April 16th, 2010 (01:40 am)
blah

current location: Diagon and beyond
current mood: blah

I’m beginnin’ to get the itch for true spring, I am. While I don’t usually mind the cold and clammy air of winter all that much, it’s been kind of a tough one to get through what with nobody to keep my hands nor my heart warm. It’s starting to feel like there’s a chill settlin’ in to stay, and much as I don’t know what the hell I wanna do with my outside-work life right now, I know I don’t want that.

So when one of our pulverized potion ingredient suppliers comes up short a delivery wizard, and we need it fast at the Wheezes, I volunteer to make the walk down to the farthest end of Diagon. It’s kinda nice down there, really. Turns into somethin’ of a country lane down there, little brook off to the side babblin’ along through a little woods. Figure the air an’ the lack o’ four walls around me might just do me some good.

I head off ‘bout mid-afternoon, tryin’ to politely, if not energetical-like, return the smiles and waves of the people on the Alley I know, and walkin’ a bit faster to get on beyond ‘em quicker too.

I leave the lane about the time I run outta shops around me and figure I’ll wander the brook for a bit, maybe toss in a rock or two – or maybe even a knut for luck iffin I’ve got one with me. But it looks like someone’s beat me to it, this brook-walkin’ thing. And it’s a familiar someone, too. She looks like she’s deep in thought, and with that one, I know deep thought can be a coupla planets away.

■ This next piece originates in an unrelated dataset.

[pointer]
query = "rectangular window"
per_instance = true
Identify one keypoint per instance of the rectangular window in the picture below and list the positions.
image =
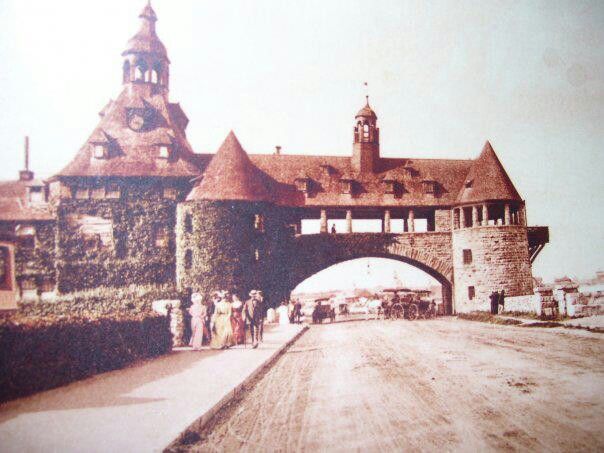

“Luna?” I say, tryin not to be loud and speakin' from a few meters away so that I don’t startle her outta her thoughts too fast.

Both her hands are clasped at the front of ‘er large coat and I see the sun what’s coming in catch red and blue flashes on her hand. One hand slides up and a finger hooks over her chin for a mo, fore tappin and she looks up, like her finger’s the one what heard me and was bringin her to attention.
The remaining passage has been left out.